If formula questions are on topic, where to draw the line? Vlookup() - Choose() - Index/Match combo - Lookup() with 2/1 -- Array - Named formulas -- conditional formatting formulas? What complexity of Vlookup question is acceptable at Stack Overflow? I get #N/A, I get #Ref!, I get 0 -- most of these are basically RTFM questions. Even beyond that level of expertise, a formula question is always dependent on the application that the formulas is applied in. And application questions are not for Stack Overflow.

I don't think that any formula question belongs here. None of these are programming. They are application functions and application related questions belong on Super User.

AFAIC, any question about a worksheet function that is not being used in a VBA setting is off topic for Stack Overflow.

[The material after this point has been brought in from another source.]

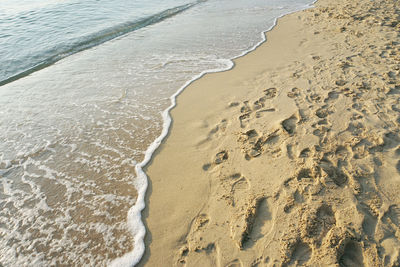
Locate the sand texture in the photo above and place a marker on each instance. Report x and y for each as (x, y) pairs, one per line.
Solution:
(292, 158)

I am getting off the soap box. Thanks for reading.

4
  • 2
    By that logic, what about HTML/CSS questions? Many of those are just about the markup parts and have absolutely no programming within them.
    – user213634
    Jun 28, 2013 at 14:29
  • 1
    Well, there's Webmasters.Stackexchange.com, although their help points to Stack Overflow for html, CSS and js questions Please note that if your question is about detailed HTML, JavaScript, or CSS coding, it might be a better fit on Stack Overflow. I realise that there is some overlap, but the scope of Stack Overflow is programming, which is why I feel pure Excel worksheet questions are not in scope.
    – teylyn
    Jun 29, 2013 at 2:31
  • 3
    Obviously I disagree. From my answer: "Excel formula questions on Stack Overflow are very often about the syntax and evaluation of expressions and the use of library functions. How are things like that not programming related?" Maybe a shorter way to say that is that Excel formulas are code.
    – jtolle
    Jul 1, 2013 at 22:21
  • Really? A downvote 5 years after the question was asked? It's so out of date, the downvoter should have rep points subtracted for even touching the question.